Syntactically, this is a moderately abstract innovation, requiring reference in speakers’ grammars to uninterpretable agreement features in negative concord. When cau is lexical, negation is a semantic feature of its lexical meaning and thus is not represented syntactically. Once it is reanalysed as a modal auxiliary, it contributes formal interpretable modal and negative features to the derivation (e.g. [iPol: +NEG]). This development follows a pathway of change from semantic to interpretable syntactic features (van Gelderen 2015).

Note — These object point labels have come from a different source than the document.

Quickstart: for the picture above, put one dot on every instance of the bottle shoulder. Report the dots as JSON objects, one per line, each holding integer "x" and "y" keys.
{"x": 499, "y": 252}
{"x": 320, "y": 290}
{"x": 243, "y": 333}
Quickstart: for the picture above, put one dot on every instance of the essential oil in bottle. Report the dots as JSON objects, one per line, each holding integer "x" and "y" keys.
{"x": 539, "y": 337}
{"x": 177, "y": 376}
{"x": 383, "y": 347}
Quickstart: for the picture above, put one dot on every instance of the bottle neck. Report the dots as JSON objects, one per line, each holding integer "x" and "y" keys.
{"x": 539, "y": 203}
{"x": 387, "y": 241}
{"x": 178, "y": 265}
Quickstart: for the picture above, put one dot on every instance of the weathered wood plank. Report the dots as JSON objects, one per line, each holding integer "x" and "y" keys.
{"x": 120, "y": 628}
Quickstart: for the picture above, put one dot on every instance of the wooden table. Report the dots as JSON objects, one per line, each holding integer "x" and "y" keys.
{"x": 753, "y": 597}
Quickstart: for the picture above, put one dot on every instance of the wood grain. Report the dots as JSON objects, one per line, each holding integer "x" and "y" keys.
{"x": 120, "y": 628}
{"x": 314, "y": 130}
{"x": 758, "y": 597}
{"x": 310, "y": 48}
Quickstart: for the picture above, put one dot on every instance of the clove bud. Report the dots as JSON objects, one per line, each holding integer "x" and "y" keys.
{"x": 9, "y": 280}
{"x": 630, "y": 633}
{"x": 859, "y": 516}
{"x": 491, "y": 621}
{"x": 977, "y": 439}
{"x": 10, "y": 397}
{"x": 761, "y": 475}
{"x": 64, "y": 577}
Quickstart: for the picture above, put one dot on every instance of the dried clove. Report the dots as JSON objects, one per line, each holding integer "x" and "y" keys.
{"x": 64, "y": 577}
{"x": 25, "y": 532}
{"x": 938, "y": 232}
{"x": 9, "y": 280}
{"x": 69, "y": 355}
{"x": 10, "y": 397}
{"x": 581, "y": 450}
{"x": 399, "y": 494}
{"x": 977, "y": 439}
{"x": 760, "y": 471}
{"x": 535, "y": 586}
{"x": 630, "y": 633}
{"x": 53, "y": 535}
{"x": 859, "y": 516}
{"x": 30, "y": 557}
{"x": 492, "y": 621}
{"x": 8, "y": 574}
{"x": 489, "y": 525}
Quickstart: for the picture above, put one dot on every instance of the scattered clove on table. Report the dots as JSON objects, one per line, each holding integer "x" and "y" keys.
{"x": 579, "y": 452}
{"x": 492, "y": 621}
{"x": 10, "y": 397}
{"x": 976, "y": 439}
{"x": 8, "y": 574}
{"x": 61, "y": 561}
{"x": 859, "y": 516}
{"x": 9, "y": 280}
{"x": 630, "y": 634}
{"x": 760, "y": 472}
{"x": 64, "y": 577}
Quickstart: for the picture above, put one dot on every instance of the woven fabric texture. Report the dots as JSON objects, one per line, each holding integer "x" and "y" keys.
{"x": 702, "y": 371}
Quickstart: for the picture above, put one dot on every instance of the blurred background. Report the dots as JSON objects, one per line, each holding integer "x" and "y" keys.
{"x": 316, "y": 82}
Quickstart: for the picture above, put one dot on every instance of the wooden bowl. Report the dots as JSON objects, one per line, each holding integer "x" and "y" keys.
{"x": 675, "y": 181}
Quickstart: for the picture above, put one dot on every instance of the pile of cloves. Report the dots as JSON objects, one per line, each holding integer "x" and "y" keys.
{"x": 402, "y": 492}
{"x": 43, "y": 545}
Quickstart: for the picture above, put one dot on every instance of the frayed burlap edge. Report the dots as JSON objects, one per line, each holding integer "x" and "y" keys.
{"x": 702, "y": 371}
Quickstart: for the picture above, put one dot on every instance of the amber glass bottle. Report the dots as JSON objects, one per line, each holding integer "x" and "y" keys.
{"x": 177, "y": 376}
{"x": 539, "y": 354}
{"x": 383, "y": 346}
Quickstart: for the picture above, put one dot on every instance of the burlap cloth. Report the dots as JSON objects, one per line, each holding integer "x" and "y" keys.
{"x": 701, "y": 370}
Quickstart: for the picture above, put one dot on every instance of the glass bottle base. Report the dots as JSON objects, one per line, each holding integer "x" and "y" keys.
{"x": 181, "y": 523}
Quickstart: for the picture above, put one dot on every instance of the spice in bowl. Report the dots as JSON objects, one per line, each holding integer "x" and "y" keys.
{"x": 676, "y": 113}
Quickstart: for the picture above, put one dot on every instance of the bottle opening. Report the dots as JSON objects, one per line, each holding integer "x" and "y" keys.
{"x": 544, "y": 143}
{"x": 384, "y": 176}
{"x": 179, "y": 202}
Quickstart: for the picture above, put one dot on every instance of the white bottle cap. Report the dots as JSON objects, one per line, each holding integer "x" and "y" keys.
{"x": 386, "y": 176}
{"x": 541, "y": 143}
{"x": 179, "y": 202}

Negative concord targets the newly emerged interpretable negative feature of cau, making the absence of negative concord a morphosyntactic exception and thus difficult to acquire. Acquirers thus posit negative concord with this item even though they are presented with moderately strong positive evidence for its absence. This example also suggests that consistent presence or absence of negative concord is the preferred option and that mixed, partial negative-concord systems are dispreferred in language change and thus typologically.

The dialect pattern associated with this sort of innovation seems to be a diffuse one. We saw above (section 3.5) that negative concord with cau is spreading, being commoner in younger speakers, but that its distribution is quite diffuse: it is found in some speakers across most of the north, but it is hard to identify its heartland. This can be interpreted as meaning that it innovated in more than one location, and that new speakers who adopt it must do so by reanalysing the system in the same way as the original innovators. We can term this phenomenon “multiple reactuation” of change.

Contrast this with the distribution of other less abstract innovations, which show contiguous patterns from the very beginning. For instance, another variable in the pilot for the Syntactic Atlas of Welsh Dialects, the presence of absence of a new second-person singular pronoun, namely chdi, shows very clear wave-like patterns of diffusion in all age groups (Willis 2017). A morphosyntactic innovation such as this is straightforwardly acquirable on the basis of positive evidence, and thus unlikely to be the result of multiple reactuation in different locations.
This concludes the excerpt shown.